Cyberpunk Patch Fuels Bets Worst Is Behind CD Projekt Shares
(Bloomberg) -- Polish gaming studio CD Projekt SA jumped after reassuring investors that a patch for its bug-ridden Cyberpunk 2077 would hit the market this month.
In a video and blog post late on Wednesday, the publisher said it would release a new update toward the end of January and then a second patch “in the weeks after.” It promised to delay future content for Cyberpunk 2077 as it focuses on fixing bugs.
CD Projekt advanced as much as 11% on Thursday, the most since March, and closed 6% higher as short positions in the stock narrowed. Still, the company has lost almost 40% of its value since December’s peak and Markit data shows that shorts had surged to a record 10% of outstanding shares this month.
“Shorting CD Projekt finally turned more difficult as borrowing the stock became costly, and short covering was expected to provide the first signal for the shares to rebound after the slump,” Pawel Sugalski, a fund manager at Rockbridge TFI SA, said by email.
He sees investors starting to buy the stock again on hopes that Cyberpunk will return to Sony’s PlayStation store soon after release of its next patch.

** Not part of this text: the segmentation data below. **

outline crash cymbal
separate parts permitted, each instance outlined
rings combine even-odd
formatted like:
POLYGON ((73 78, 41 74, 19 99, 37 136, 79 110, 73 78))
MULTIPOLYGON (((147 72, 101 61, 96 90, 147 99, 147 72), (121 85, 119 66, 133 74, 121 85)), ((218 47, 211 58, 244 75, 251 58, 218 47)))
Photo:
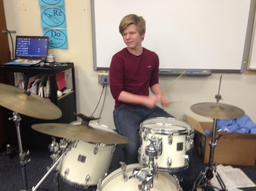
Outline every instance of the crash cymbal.
POLYGON ((231 105, 216 102, 202 102, 193 105, 190 109, 195 113, 205 117, 217 119, 239 118, 245 115, 240 108, 231 105))
POLYGON ((51 101, 34 93, 24 93, 23 90, 0 83, 0 105, 29 116, 53 120, 60 117, 60 109, 51 101))
POLYGON ((32 128, 42 133, 61 138, 104 144, 124 144, 129 139, 115 131, 101 130, 84 124, 40 123, 32 128))

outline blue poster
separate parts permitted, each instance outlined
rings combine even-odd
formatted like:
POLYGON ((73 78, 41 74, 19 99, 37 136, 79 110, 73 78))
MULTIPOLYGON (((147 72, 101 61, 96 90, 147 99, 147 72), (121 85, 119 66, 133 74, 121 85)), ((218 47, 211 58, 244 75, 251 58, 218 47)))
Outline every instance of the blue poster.
POLYGON ((44 28, 43 34, 44 36, 49 37, 49 48, 67 48, 66 29, 44 28))
POLYGON ((39 0, 40 6, 63 6, 64 0, 39 0))
POLYGON ((41 25, 43 28, 66 28, 66 12, 63 7, 41 7, 41 25))

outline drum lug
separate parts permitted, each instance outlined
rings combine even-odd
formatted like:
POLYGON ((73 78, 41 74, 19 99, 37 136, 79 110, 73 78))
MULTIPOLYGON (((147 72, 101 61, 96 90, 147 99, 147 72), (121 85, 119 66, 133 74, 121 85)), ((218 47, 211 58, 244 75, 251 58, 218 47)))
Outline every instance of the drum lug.
POLYGON ((148 141, 148 134, 147 133, 145 133, 145 134, 143 135, 143 140, 144 141, 148 141))
POLYGON ((90 175, 89 174, 86 175, 85 177, 85 189, 87 189, 89 187, 89 185, 87 185, 87 182, 90 179, 90 175))
POLYGON ((114 153, 115 152, 115 146, 116 146, 116 145, 115 145, 115 146, 114 146, 112 148, 112 149, 111 149, 111 153, 112 154, 114 154, 114 153))
POLYGON ((189 166, 189 156, 188 155, 185 155, 184 156, 184 161, 185 161, 185 164, 187 166, 189 166))
POLYGON ((100 191, 101 190, 101 185, 102 183, 102 180, 100 178, 98 181, 97 189, 96 191, 100 191))
POLYGON ((177 187, 177 191, 183 191, 183 189, 182 187, 181 187, 181 185, 179 185, 179 181, 178 179, 178 177, 175 174, 172 174, 172 177, 174 179, 174 180, 176 182, 176 186, 177 187))
POLYGON ((124 181, 124 182, 127 182, 128 180, 128 177, 126 174, 126 167, 127 167, 127 165, 126 165, 125 163, 123 163, 123 162, 120 162, 120 165, 121 165, 121 169, 122 169, 122 172, 123 173, 123 180, 124 181))
POLYGON ((170 166, 171 165, 171 159, 170 157, 168 157, 168 158, 167 159, 167 165, 169 166, 170 166))
POLYGON ((94 149, 93 150, 93 153, 94 155, 96 155, 97 154, 97 152, 98 152, 98 145, 96 144, 96 147, 94 148, 94 149))
POLYGON ((65 174, 64 177, 66 177, 66 176, 68 175, 69 173, 70 173, 70 168, 66 168, 64 172, 64 174, 65 174))
POLYGON ((138 159, 140 161, 140 158, 141 158, 141 147, 139 148, 138 150, 138 159))
POLYGON ((144 165, 146 162, 147 162, 147 155, 145 154, 143 154, 142 155, 142 165, 144 165))
POLYGON ((193 139, 191 139, 190 140, 190 149, 193 149, 193 148, 194 147, 194 140, 193 139))
POLYGON ((172 144, 172 136, 171 135, 169 135, 168 136, 168 142, 169 145, 171 145, 172 144))

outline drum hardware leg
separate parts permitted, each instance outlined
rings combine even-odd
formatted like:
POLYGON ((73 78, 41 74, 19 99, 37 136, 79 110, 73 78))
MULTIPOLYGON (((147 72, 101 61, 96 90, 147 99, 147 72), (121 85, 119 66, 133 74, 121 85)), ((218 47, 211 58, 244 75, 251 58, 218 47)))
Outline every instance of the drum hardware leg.
POLYGON ((44 180, 45 179, 45 178, 49 175, 50 173, 53 170, 53 168, 55 168, 56 165, 57 165, 60 161, 60 159, 63 157, 64 155, 66 154, 66 153, 68 151, 68 149, 65 149, 64 151, 64 152, 62 153, 62 155, 60 156, 60 157, 58 159, 58 160, 56 160, 55 163, 52 166, 51 168, 50 168, 48 171, 46 172, 46 173, 45 174, 45 175, 41 178, 41 179, 39 181, 39 182, 38 183, 38 184, 34 186, 33 187, 32 189, 32 191, 36 191, 38 188, 38 187, 41 185, 41 183, 44 181, 44 180))
MULTIPOLYGON (((59 150, 59 144, 56 141, 56 139, 54 137, 52 137, 52 143, 49 145, 49 151, 52 153, 51 155, 51 158, 53 161, 53 165, 57 162, 58 159, 60 157, 60 151, 59 150)), ((47 170, 49 170, 50 167, 47 167, 47 170)), ((56 190, 57 191, 59 190, 59 179, 58 179, 58 172, 59 172, 59 167, 57 165, 56 165, 55 167, 55 170, 54 171, 54 175, 53 175, 53 183, 56 185, 56 190)))
POLYGON ((87 189, 89 188, 89 185, 87 185, 87 182, 90 179, 90 175, 89 174, 86 175, 86 177, 85 177, 85 189, 87 189))
POLYGON ((136 178, 141 181, 142 183, 139 185, 139 189, 142 191, 150 191, 150 188, 153 187, 154 177, 156 174, 154 158, 162 153, 161 140, 156 141, 151 138, 148 139, 150 141, 150 144, 145 148, 146 153, 149 157, 148 168, 135 168, 133 170, 133 174, 129 177, 129 179, 136 178))
MULTIPOLYGON (((19 145, 19 164, 22 168, 22 180, 23 182, 24 190, 27 190, 27 180, 26 177, 26 164, 27 162, 30 161, 29 159, 26 158, 26 153, 23 151, 22 148, 22 139, 20 136, 20 131, 19 129, 19 121, 22 120, 20 116, 17 112, 12 113, 13 116, 12 117, 10 117, 9 120, 12 120, 15 123, 15 126, 16 126, 17 130, 17 135, 18 137, 18 143, 19 145)), ((28 154, 29 153, 27 153, 28 154)))
MULTIPOLYGON (((222 76, 220 76, 220 79, 219 81, 219 90, 218 94, 215 95, 215 98, 217 101, 217 105, 218 104, 219 100, 222 99, 222 95, 219 94, 220 89, 220 84, 222 82, 222 76)), ((200 187, 204 188, 204 190, 214 190, 213 186, 211 183, 211 179, 213 177, 213 171, 216 172, 216 178, 219 182, 222 188, 220 190, 226 191, 227 189, 226 188, 224 182, 219 176, 219 174, 216 171, 216 166, 213 166, 213 158, 214 158, 214 151, 215 146, 217 145, 217 140, 216 140, 216 131, 217 131, 217 119, 213 118, 213 126, 212 128, 212 135, 211 137, 211 141, 209 143, 210 150, 210 156, 209 162, 208 167, 206 168, 204 172, 201 172, 198 178, 196 180, 194 183, 194 185, 192 188, 192 190, 194 190, 197 187, 200 187), (203 183, 203 184, 202 184, 203 183)))
MULTIPOLYGON (((211 183, 211 179, 213 177, 213 171, 217 173, 216 167, 213 166, 214 150, 215 146, 217 145, 217 141, 216 140, 216 130, 217 120, 216 119, 213 119, 212 135, 211 141, 209 143, 211 149, 210 150, 210 157, 208 167, 205 169, 204 172, 201 172, 199 176, 196 180, 193 188, 192 188, 192 190, 195 190, 198 187, 204 188, 204 190, 214 190, 214 187, 211 183)), ((217 180, 222 187, 220 190, 227 190, 219 174, 217 174, 217 180)))
POLYGON ((124 162, 120 162, 120 164, 121 165, 121 169, 122 169, 122 172, 123 173, 123 180, 124 180, 124 182, 127 182, 128 180, 128 178, 127 178, 127 175, 126 174, 126 167, 127 167, 127 165, 124 162))

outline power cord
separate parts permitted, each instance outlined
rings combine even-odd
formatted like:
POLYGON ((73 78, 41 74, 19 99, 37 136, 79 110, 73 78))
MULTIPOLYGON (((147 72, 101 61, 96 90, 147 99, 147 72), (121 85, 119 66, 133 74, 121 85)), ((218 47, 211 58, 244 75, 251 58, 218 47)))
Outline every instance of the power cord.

Expected to be one of last year’s biggest games, Cyberpunk prompted widespread anger following its Dec. 10 release as fans ran into performance issues, especially on game consoles. The game played so poorly that Sony Corp. removed it for purchase from the PlayStation.
In the blog post, CD Projekt said it was “working with Sony to bring Cyberpunk back to PlayStation Store as soon as possible.”
“Our priority is working on the most important fixes and updates,” the company said late on Wednesday, adding that its future downloadable content (DLC) would come later than expected. “We will be releasing free DLC afterwards — we’ll have more to say about that in the coming months.”
The planned update for the new PlayStation 5 and Microsoft Corp.’s Xbox Series X will also be delayed until later this year, the company said, pinning the blame for the game’s woes on older console models on an out-of-date system for streaming content.
“Since the city is so packed and the disk bandwidth of old-gen consoles is what it is, this is something that constantly challenged us,” the company wrote.
CD Projekt said it would aim to create future patches “without any obligatory overtime.” Last year, Bloomberg reported that the company had reneged on previous promises to avoid mandatory overtime, or what the video game industry calls crunch.
“Avoiding crunch on all of our future projects is one of our top priorities,” the company said.